The current building, which was designed by Sir Robert Smirke in the Gothic style and built at a cost of £40,000, was completed in 1823. The design involved a symmetrical main frontage with thirteen bays facing the east gate of the castle; the central section of three bays featured an arched doorway with a triple Gothic window on the first floor; the roof was crenellated and there were octagonal corner turrets. Internally, the principal rooms in the building were the two courtrooms, one for hearing criminal cases and the other for hearing civil cases, both approximately square, decorated with wainscot panelling and located on the first floor. There was also a grand jury room containing an ornate fireplace guarded by lions bearing shields.

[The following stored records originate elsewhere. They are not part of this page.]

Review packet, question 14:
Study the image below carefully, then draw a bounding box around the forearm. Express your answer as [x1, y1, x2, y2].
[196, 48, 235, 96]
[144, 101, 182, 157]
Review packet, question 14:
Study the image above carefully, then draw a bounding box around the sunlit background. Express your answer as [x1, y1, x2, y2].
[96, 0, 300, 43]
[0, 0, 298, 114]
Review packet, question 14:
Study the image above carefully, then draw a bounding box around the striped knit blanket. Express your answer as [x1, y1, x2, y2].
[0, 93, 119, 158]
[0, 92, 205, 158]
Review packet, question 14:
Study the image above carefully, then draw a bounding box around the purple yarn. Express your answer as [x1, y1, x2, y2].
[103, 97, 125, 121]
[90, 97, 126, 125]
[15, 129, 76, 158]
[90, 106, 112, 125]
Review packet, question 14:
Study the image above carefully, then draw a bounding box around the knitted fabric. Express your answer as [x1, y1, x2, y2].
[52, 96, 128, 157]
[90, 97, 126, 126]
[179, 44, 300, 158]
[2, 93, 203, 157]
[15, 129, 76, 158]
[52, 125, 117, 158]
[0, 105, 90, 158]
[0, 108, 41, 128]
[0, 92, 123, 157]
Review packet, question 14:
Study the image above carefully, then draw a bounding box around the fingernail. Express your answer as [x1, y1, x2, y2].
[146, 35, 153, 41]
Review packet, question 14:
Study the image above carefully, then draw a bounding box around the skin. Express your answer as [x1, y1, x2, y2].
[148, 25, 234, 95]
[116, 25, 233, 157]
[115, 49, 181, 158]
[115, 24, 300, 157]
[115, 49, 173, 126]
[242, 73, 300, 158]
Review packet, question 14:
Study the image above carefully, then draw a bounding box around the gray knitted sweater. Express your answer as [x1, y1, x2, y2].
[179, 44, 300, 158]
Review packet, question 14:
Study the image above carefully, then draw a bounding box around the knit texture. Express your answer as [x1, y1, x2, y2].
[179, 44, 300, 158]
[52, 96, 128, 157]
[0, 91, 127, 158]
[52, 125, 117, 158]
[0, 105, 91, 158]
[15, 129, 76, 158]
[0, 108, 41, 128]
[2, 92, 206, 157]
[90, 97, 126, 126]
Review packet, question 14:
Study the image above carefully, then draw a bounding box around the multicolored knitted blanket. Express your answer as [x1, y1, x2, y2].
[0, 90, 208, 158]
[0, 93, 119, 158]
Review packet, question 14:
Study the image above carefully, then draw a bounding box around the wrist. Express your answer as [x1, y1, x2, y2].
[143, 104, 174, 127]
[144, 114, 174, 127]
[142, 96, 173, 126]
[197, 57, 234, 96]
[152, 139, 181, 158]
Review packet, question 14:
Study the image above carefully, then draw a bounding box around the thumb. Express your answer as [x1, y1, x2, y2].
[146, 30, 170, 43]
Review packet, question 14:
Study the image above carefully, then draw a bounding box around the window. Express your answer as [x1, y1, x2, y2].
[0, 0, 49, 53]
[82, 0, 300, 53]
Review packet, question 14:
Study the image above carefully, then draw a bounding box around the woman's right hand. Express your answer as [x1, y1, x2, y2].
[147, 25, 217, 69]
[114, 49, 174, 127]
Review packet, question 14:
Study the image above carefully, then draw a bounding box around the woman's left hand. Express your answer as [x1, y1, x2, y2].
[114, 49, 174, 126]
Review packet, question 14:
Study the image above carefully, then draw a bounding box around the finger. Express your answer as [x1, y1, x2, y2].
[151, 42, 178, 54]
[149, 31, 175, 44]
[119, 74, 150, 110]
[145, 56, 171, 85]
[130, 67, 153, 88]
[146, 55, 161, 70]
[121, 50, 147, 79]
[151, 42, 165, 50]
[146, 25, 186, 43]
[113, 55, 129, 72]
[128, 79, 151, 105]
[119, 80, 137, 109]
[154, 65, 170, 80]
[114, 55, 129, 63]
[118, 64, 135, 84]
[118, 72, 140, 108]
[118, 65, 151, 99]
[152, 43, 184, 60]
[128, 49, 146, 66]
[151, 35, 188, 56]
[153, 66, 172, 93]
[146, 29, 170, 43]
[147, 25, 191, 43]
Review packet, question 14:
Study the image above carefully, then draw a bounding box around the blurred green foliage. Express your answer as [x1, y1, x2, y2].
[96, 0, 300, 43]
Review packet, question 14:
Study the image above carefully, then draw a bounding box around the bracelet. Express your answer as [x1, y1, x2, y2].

In March 1872 the courthouse was the venue for the trial and conviction of William Frederick Horry, accused of murdering his wife: Horry became the first person to be executed in the UK using the "long drop" method of execution, a technique developed by William Marwood which was faster and therefore considered more humane than the previous method, and which was subsequently universally used.

The building continued to be used as a facility for dispensing justice but, following the implementation of the Local Government Act 1888, which established county councils in every county, it also became the meeting place of Lindsey County Council. After the county council moved to County Offices, Lincoln in 1932, the building was retained for the assize courts and, since 1972, for the Crown Court.

In the early 21st century Her Majesty's Courts Service announced proposals to move the Crown Court out of the castle grounds: this scheme was abandoned on the basis that it would not be value for money in November 2010. The idea of re-locating the Crown Court, possibly to the magistrates court building on the High Street, was briefly resurrected again but not progressed in March 2014.